Please see the previous editions as well:
2017, and
2019.
Please refer to task description papers from the previous editions,
2017
and 2019, for more details.
Participants are encouraged to exploit various external named-entity resources for the languages of the Shared Task, which can be found at the SIGSLAV Web Page.
Test Data
The test data set will consist of a set of documents related to a specific topic (about an entity or event), which is different from the topics in the existing training data sets from 2017, 2019 and 2021.
Tools
Consistency Check
A Java program that checks the consistency of the annotation files (including format, valid entity types, id assignment, etc.) can be found HERE.
Evaluation Metrics
A Java program that was used for evaluation can be found HERE. Please read the file readme.txt inside the archive for more details. Do not hesitate to contact us in case you encounter any problems.
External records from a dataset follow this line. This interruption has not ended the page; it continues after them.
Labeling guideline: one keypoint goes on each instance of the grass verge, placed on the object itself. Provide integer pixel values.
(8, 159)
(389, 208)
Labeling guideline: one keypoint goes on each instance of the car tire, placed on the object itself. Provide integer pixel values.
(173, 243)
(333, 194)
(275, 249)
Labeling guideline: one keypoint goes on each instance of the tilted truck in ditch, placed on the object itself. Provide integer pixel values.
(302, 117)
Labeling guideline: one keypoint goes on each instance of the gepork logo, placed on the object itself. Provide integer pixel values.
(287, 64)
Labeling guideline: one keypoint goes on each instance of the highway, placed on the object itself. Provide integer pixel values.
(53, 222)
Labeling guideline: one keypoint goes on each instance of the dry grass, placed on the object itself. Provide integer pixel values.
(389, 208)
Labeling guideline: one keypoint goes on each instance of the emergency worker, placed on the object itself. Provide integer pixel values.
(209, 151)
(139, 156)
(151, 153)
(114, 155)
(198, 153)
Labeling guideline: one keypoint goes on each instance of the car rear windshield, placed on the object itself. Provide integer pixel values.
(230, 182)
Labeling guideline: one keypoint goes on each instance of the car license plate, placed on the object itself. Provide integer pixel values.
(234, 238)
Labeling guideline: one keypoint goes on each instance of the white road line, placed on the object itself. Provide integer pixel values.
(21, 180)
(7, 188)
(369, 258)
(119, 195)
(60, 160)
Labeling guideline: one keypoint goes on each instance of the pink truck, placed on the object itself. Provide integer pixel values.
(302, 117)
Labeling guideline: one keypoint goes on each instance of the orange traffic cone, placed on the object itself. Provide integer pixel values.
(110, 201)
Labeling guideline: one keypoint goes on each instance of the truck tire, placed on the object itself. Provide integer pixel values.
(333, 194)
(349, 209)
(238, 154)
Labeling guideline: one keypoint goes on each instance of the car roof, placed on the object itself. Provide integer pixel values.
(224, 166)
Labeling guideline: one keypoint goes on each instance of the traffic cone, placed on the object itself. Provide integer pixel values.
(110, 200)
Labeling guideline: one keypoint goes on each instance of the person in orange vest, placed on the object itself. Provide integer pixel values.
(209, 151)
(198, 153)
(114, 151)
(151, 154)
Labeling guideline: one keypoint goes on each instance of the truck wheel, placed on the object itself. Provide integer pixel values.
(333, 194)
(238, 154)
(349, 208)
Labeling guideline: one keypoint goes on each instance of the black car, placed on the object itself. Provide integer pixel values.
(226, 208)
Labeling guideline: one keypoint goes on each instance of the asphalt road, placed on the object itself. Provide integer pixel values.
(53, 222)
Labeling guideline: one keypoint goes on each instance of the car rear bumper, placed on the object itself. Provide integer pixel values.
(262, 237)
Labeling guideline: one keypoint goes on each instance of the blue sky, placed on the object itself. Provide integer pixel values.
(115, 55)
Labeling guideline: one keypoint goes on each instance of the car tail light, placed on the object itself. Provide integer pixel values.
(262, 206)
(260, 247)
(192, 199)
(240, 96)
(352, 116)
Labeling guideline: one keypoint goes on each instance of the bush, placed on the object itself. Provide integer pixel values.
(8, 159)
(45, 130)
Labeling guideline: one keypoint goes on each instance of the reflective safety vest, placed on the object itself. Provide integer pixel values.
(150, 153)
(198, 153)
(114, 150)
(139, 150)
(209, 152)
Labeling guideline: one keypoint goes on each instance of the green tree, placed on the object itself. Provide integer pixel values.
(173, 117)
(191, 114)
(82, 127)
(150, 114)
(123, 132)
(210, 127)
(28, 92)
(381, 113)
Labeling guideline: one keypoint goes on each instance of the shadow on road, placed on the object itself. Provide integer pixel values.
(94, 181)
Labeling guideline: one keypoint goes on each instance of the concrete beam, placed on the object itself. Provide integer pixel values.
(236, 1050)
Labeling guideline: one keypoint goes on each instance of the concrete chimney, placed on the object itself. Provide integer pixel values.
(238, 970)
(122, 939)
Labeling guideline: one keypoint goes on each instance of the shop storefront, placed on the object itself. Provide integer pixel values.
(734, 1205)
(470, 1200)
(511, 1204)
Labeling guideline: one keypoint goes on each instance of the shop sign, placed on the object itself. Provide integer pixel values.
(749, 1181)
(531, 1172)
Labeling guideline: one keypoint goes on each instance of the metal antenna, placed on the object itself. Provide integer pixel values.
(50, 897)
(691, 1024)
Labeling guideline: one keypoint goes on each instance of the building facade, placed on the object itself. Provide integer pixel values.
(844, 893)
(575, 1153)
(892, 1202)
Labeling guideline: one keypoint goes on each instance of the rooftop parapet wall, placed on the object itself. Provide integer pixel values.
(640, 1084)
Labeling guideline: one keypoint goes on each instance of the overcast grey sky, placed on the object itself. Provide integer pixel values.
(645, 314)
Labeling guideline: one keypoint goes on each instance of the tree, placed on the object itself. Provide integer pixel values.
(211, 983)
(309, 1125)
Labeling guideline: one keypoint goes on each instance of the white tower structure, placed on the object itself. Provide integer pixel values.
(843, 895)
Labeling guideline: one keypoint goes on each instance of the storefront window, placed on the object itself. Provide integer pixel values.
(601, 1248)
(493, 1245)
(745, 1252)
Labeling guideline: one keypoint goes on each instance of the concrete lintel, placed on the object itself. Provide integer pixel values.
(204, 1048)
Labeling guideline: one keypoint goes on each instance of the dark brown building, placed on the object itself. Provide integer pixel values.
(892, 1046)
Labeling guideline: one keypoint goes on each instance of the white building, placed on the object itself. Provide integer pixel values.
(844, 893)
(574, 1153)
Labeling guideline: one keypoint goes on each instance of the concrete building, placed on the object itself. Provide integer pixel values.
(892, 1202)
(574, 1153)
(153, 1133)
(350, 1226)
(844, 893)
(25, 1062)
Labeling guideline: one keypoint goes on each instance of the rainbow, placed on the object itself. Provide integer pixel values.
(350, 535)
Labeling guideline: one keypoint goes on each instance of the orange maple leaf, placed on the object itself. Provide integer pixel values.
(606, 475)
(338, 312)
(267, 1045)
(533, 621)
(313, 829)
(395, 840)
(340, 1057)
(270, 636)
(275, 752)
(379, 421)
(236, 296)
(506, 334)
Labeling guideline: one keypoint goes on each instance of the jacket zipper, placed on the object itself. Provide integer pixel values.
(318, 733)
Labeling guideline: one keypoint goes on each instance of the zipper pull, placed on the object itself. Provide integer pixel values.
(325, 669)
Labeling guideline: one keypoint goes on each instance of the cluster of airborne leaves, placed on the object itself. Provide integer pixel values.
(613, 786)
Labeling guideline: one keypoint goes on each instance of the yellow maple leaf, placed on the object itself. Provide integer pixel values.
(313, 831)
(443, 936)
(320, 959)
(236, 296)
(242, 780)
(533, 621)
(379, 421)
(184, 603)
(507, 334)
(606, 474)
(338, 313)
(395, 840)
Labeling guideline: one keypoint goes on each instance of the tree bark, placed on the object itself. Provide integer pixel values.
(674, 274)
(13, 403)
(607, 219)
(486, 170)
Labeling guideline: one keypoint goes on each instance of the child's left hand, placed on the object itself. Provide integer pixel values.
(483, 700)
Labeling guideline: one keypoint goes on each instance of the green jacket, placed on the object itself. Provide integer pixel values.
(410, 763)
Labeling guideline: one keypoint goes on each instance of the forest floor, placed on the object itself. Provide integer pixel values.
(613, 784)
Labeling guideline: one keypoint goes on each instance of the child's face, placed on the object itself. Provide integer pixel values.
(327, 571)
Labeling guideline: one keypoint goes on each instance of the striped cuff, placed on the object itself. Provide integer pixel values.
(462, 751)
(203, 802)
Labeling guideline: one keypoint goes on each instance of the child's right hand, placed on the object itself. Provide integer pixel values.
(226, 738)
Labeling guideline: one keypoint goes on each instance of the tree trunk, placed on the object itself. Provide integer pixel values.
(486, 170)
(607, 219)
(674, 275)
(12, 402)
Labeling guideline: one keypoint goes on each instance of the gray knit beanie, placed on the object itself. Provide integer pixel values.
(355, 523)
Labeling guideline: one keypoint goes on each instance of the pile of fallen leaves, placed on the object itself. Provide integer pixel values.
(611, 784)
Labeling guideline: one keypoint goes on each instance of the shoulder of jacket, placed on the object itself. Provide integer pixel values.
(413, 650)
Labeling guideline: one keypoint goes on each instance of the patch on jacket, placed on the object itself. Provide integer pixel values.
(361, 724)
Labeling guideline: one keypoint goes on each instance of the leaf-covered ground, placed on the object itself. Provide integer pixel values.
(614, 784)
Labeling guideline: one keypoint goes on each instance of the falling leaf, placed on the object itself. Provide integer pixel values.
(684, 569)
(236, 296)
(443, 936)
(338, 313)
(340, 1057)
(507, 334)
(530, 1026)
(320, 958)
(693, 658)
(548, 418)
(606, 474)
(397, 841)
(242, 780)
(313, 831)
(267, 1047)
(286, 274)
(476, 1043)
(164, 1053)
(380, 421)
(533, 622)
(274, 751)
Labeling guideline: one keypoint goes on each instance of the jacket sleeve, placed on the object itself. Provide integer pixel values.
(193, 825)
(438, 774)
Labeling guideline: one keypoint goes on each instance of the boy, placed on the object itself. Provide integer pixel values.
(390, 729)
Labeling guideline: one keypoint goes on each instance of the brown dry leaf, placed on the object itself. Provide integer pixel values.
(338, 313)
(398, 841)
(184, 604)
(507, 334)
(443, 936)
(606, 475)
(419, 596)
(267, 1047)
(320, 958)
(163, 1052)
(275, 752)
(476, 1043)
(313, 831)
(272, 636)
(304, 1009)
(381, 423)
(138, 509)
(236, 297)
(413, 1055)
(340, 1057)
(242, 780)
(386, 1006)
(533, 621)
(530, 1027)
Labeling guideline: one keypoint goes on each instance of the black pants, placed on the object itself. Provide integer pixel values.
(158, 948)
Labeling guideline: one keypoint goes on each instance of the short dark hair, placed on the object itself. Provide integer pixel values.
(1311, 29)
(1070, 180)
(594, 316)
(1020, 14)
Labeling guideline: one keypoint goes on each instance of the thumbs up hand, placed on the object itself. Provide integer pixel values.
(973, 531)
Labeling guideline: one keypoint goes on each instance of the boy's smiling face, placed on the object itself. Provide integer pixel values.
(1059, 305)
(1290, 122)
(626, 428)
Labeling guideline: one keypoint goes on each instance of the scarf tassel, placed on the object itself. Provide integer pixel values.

Evaluation is carried out on the system response returned by the participants for the test corpora.
Named entity recognition (exact, case-insensitive matching) and lemmatization tasks are evaluated in terms of precision, recall, and F1 scores. In particular, as regards named entity recognition, two types of evaluations are carried out:
Relaxed evaluation: an entity mentioned in a given document is considered to be extracted correctly if the system response includes at least one annotation of a named mention of this entity (regardless of whether the extracted mention is base form);
Strict evaluation: the system response should include exactly one annotation for each unique form of a named mention of an entity that is referred to in a given document, i.e., capturing and listing all variants of an entity is required.
The document-level and cross-language entity matching task are evaluated using the Link-Based Entity-Aware metric (LEA) introduced in (Moosavi and Strube, 2016).
Please note that the evaluation is case-insensitive. That is, all named mentions in system response and test corpora are lower-cased.
Publication and Workshop
Participants in the shared task are invited to submit a paper to the SlavNLP 2023 workshop. Submitting a paper is not mandatory for participating in the Shared Task. Papers must follow the workshop submission instructions and will undergo regular peer review. Their acceptance will not depend on the results obtained in the shared task, but on the quality of the paper: clarity of presentation, etc. Authors of accepted papers will be informed about the evaluation results of their systems prior to the submission deadline. Accepted papers will appear in the ACL anthology. Accepted papers will be present at a session of the Slavic NLP 2023 Workshop specially dedicated to the Shared Task.
The deadline for the shared task paper is the same as for the workshop papers, see the Important dates page.